Fertilizers applied to the soil can aid you in growing vegetables in your garden. However, too much fertilizer can increase the levels of nutrients, which can decrease the quality of the produce and can increase insect problems in your garden. Making decisions about the type and quantity of fertilizer to add to your soil is important for a healthy garden.

  1. Soil Testing

    • To ensure you apply the appropriate amount of fertilizer conduct a soil test first. Take a sample of the soil from the garden and analyze it to determine the nutrient levels available for your growing vegetables. You can find test kits available at some seed stores, through colleges with an agricultural department and online. With these kits, you either mail or drop off your sample. Use the results to determine what nutrients to add to the soil to make it healthy for your vegetable garden.

    Nutrient Mixture

    • Your soil needs to contain sufficient levels of nitrogen, phosphorus and potassium in order to grow healthy vegetables. Nitrogen amounts should be higher than 50 parts per million, phosphorus should be more than 14 ppm, and potassium levels need to be at least 181 ppm, according to the Colorado State University Extension.
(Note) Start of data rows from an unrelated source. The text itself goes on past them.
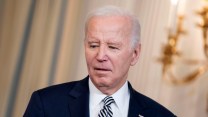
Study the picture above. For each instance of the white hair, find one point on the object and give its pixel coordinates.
(116, 11)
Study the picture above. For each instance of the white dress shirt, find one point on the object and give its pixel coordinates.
(120, 107)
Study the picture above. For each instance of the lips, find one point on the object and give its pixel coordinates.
(102, 69)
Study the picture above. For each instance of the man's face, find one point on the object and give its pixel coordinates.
(108, 52)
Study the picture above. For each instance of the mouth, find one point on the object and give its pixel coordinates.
(102, 69)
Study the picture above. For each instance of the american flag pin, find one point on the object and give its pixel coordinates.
(140, 116)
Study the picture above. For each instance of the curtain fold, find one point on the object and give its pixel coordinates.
(42, 43)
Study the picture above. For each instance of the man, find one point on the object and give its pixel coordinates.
(112, 45)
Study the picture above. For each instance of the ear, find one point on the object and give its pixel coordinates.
(136, 54)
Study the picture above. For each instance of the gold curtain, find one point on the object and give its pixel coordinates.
(41, 44)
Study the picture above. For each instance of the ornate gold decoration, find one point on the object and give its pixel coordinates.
(170, 52)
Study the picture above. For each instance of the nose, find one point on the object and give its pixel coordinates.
(102, 54)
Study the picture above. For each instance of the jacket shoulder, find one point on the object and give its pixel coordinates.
(150, 106)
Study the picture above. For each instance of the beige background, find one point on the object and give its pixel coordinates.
(41, 44)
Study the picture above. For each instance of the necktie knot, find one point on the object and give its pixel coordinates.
(106, 111)
(108, 100)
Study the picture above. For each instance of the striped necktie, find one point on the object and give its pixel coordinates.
(107, 111)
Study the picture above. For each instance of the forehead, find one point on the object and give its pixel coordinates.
(108, 26)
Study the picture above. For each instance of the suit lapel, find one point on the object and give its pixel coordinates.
(79, 99)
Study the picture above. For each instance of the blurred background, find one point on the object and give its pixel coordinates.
(41, 44)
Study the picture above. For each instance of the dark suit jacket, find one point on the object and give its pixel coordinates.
(72, 100)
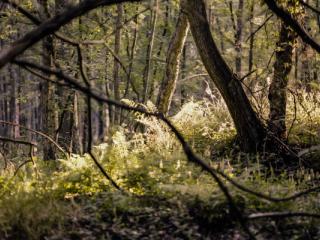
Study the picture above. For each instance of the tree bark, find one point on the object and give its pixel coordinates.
(147, 70)
(169, 82)
(278, 88)
(48, 110)
(250, 129)
(116, 77)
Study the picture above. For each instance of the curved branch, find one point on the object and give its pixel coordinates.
(187, 149)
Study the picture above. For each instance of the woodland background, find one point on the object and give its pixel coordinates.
(100, 120)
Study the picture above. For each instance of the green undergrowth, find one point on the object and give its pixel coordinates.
(164, 197)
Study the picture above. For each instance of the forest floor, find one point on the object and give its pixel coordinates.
(164, 196)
When you choose fertilizer, look at the analysis listed on the package. The three numbers represent the percentage of nitrogen, phosphate, and potash found in the fertilizer. With the last two, you need to use math to find out the actual amounts of phosphorus and potassium. Multiply the second number by 0.43 to determine the phosphorus content; multiply the third number by 0.83 to determine the potassium content.
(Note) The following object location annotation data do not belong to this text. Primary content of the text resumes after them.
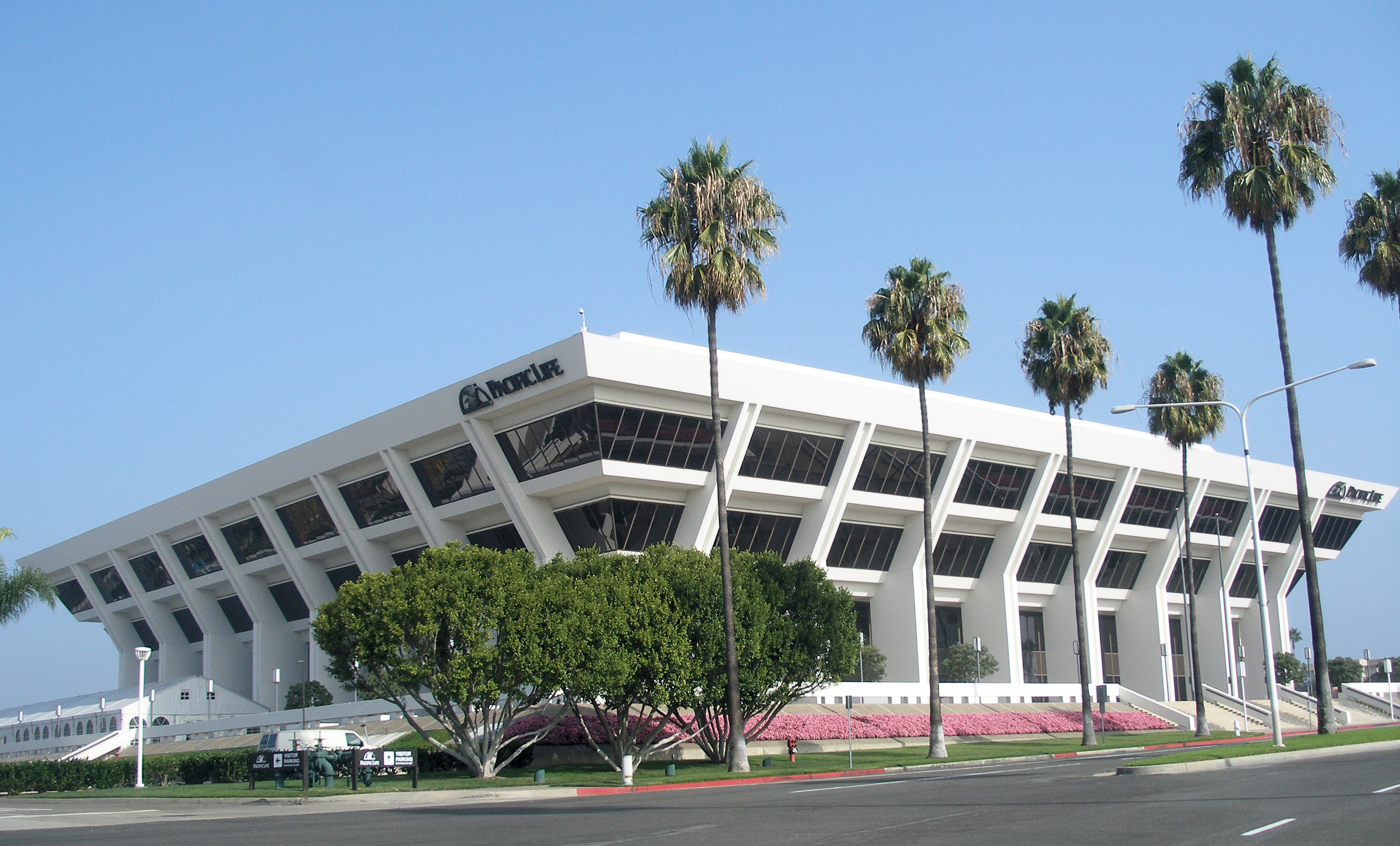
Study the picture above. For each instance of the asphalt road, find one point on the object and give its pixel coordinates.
(1073, 802)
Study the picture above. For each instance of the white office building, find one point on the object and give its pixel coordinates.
(606, 442)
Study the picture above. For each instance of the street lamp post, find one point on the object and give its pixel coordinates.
(1270, 681)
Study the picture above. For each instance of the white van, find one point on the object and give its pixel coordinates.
(310, 739)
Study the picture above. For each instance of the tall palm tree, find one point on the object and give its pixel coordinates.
(1183, 379)
(916, 328)
(709, 230)
(1261, 142)
(1372, 237)
(19, 590)
(1066, 358)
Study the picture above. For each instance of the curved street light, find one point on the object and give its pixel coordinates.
(1254, 520)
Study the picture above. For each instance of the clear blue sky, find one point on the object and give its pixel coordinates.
(227, 230)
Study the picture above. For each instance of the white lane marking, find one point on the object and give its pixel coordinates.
(1264, 828)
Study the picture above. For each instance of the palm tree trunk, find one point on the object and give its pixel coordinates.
(1326, 720)
(1080, 620)
(1203, 728)
(738, 744)
(937, 746)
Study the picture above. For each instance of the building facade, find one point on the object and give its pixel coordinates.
(606, 440)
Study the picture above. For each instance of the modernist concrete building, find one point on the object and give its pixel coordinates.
(606, 440)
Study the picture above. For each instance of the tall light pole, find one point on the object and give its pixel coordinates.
(142, 655)
(1254, 520)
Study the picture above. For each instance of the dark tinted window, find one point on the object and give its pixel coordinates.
(147, 638)
(374, 500)
(307, 521)
(1120, 569)
(289, 602)
(961, 555)
(1154, 508)
(150, 572)
(339, 576)
(1333, 533)
(619, 524)
(197, 557)
(233, 608)
(501, 539)
(894, 471)
(453, 476)
(790, 457)
(185, 620)
(110, 584)
(248, 539)
(864, 547)
(994, 485)
(71, 593)
(1045, 563)
(1090, 497)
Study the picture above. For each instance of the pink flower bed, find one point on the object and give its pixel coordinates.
(876, 726)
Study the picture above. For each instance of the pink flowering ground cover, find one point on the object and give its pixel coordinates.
(811, 728)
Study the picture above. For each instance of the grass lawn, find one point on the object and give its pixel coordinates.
(1305, 741)
(651, 772)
    Organic or Synthetic Fertilizer

    • Synthetic fertilizers provide fast access to nutrients so your vegetables can begin benefiting from them quickly. Organic fertilizers work slower but provide long term improvement to the structure of the soil. Some synthetic fertilizers also pose a threat to earthworms. Organic products also contain additional micronutrients plants need. These micronutrients, such as magnesium and sulfur, need to be added if you use synthetic fertilizers. If you use manure as your organic fertilizer, apply it at least 120 days before harvesting the vegetables to reduce the risk of bacterial contamination.

    Soil pH

    • Vegetables gardens grow best in soil with a pH level between 6 and 7. If the level is lower, the soil is too acidic. If the level is higher, the soil is too alkaline. At either pH extreme, plants are unable to use some nutrients because they cannot be released by the soil, or can be so readily available they reach toxic levels for vegetables. You can add lime to your soil in order to balance out the pH levels.